Home care is not up to scratch
The effectiveness of your home care/personal care obviously plays a significant role in the development of dental disease – but as you have already read…it’s not the total picture. Dental plaque – a bacterial film that develops on all of your teeth surfaces – is the responsible agent for both dental decay and gum disease. However, research is indicating that this bacterial film (also called a biofilm) will vary depending on genetics and diet. Daily removal of this biofilm is recommended using tooth brushing (with a toothpaste containing fluoride) as well as some form of cleaning between the teeth (using floss, interproximal brushes, waterpick, toothpicks or some combination of these appliances). It would appear that there are also foods such as the artificial sweetener (xylitol) – which can have the effect of reducing the ability of bacteria in the biofilm to produce acids. There are sugar-free chewing gums that contain xylitol. Chewing these gums not only promotes saliva (which has a buffering effect against the acids) but also releases xylitol from the gum, which permeates the biofilm and reduces the bacteria’s ability to produce acids.

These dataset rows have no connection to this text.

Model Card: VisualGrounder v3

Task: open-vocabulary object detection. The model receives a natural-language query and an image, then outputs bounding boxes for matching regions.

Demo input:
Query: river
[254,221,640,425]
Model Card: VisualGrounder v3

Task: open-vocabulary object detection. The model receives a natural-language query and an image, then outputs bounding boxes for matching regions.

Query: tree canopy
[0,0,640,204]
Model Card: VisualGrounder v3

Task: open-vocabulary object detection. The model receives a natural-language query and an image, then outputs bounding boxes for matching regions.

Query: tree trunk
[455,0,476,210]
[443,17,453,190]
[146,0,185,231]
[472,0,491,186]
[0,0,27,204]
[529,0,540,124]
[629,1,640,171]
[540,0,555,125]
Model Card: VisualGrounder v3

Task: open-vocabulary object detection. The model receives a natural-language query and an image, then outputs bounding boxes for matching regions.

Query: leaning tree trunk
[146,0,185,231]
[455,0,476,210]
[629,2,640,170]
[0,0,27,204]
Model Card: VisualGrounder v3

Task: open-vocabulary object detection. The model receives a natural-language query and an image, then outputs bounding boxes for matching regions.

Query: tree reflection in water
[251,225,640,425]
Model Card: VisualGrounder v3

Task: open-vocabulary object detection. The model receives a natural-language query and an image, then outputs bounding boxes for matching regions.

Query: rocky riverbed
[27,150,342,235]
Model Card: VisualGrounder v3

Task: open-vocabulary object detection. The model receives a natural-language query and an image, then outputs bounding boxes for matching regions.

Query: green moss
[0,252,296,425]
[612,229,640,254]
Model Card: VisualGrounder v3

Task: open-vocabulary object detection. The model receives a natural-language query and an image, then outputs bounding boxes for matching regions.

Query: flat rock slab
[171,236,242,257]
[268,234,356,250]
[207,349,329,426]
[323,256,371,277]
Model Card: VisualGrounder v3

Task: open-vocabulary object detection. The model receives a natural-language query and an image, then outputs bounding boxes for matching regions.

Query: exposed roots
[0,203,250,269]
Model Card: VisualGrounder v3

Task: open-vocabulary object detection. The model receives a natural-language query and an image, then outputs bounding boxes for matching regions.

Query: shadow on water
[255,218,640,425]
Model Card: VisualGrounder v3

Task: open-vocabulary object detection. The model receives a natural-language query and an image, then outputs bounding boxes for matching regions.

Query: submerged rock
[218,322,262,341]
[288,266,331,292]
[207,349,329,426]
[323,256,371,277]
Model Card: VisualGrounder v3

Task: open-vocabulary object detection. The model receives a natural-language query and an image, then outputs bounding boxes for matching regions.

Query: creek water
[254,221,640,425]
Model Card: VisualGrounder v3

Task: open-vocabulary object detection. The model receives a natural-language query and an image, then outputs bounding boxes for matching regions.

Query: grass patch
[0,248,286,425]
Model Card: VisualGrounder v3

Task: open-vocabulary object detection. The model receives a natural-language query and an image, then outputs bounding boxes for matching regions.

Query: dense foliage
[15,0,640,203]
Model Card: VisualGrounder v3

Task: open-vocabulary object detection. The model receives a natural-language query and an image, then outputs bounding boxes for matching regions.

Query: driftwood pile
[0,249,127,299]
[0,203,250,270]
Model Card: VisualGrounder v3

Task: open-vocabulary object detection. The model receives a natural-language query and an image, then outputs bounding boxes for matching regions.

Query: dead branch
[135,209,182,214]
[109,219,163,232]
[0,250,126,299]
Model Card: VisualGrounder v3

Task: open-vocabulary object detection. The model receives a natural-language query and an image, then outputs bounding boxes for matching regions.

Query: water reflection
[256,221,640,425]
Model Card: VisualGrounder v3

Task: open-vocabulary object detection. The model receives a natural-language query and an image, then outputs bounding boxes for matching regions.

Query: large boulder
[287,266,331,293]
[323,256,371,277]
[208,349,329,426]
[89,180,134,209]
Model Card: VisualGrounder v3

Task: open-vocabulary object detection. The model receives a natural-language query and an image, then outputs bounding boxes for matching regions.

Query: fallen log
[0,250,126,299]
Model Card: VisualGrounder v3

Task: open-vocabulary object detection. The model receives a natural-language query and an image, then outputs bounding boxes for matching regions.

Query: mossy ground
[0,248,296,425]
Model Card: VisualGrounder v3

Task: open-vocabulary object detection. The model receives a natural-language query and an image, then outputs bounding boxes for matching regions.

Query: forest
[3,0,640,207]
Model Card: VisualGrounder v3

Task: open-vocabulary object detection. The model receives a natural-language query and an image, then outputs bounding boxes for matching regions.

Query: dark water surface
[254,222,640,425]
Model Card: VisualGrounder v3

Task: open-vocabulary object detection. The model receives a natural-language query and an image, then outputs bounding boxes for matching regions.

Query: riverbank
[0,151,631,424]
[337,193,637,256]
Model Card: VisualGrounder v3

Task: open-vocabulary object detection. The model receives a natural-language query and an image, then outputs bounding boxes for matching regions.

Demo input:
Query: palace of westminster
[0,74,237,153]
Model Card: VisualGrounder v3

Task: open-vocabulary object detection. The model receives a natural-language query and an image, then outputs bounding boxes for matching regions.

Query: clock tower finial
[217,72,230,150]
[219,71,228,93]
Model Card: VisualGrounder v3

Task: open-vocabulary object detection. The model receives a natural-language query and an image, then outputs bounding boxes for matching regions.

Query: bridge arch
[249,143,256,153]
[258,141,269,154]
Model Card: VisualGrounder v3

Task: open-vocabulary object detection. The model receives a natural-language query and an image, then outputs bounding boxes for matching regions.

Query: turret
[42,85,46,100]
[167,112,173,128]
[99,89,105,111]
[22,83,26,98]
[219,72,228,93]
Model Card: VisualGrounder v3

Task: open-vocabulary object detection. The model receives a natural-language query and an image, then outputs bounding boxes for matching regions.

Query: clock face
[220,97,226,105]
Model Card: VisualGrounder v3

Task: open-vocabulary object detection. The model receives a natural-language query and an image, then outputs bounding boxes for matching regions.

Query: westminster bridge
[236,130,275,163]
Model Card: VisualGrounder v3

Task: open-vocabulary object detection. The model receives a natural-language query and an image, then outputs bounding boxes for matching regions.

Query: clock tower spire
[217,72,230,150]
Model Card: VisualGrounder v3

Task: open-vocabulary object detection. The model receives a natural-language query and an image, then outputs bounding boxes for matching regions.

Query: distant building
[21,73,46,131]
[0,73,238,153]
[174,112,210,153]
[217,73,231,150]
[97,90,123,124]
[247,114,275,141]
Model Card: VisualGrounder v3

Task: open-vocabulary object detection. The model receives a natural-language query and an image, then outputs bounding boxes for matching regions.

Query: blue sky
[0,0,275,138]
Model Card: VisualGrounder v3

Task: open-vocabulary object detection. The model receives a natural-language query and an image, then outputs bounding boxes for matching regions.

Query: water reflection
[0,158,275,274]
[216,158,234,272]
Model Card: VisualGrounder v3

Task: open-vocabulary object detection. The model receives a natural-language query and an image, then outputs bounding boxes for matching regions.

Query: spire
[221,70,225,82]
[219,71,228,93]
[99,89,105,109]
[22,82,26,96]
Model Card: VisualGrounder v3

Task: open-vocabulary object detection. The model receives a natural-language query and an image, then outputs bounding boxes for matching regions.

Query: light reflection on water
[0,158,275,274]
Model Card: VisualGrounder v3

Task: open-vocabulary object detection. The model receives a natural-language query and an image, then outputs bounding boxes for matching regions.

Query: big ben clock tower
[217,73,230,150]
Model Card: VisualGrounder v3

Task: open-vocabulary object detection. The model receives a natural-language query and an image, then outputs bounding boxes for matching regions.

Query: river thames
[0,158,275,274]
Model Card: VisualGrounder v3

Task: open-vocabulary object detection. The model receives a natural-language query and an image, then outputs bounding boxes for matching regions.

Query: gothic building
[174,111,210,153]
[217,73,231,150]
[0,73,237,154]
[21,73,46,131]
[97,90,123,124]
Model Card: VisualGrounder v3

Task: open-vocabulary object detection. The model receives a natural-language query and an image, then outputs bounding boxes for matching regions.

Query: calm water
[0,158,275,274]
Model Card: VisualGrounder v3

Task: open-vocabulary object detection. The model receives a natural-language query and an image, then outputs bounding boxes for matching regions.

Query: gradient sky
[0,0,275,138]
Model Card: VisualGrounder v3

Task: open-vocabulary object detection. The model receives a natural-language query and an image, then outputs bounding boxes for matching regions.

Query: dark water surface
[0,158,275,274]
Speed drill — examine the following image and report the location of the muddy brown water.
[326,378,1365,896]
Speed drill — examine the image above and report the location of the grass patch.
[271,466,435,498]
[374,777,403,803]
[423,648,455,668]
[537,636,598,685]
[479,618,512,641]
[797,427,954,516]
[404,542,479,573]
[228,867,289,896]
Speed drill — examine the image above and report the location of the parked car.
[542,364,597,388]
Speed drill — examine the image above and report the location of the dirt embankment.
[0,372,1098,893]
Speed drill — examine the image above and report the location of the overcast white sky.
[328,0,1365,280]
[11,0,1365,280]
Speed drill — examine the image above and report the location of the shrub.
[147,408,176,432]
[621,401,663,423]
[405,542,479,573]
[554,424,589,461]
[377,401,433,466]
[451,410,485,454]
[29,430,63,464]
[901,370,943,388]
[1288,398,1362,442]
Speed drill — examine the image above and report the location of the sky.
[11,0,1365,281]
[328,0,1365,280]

Individuals may have predispositions to dental issues
In the same way that you have a predisposition to be tall or short; your family may have a history of diabetes or short sightedness. It is these genetic traits that also carry your predisposition to dental disease. This predisposition may manifest in a number of ways. You may have a predisposition to gum disease (but experience very limited dental decay). You may experience dental decay (but experience very little gum disease) or you may have the misfortune of being susceptible to both. Following the above suggestions regarding diet, home care and preventive treatments will help – but just like someone who suffers from any kind of genetic predisposition, you may need to be extra careful and have more frequent visits with your dentist. It is normal as part of Belle Dental’s examination and patient management process to identify patients who have these predispositions (based on response to treatments). We will then provide more intensive education and preventive therapies so they may avoid debilitation with dental disease.
Our teeth need to be even more durable to cope with our extended lifespan
The human body was not designed to live to 100 years of age – yet it is estimated that 2/3 of all generation Y (born after 1975) will live to 100 years of age. This may very well be facilitated by advanced medications. Many of these medications will have side effects, including reduced or altered saliva quality. Reduced and altered saliva quality is already a problem in many patients today and it results in increased dental disease. This extension of the human lifespan is my argument around the promotion of Low Biological Cost Dentistry. In order to function well into old age, we need to become more aware of our diet, personal care and the decisions we make regarding health care treatment choices. This is the only way we may enjoy the marvels of the human body well into old age!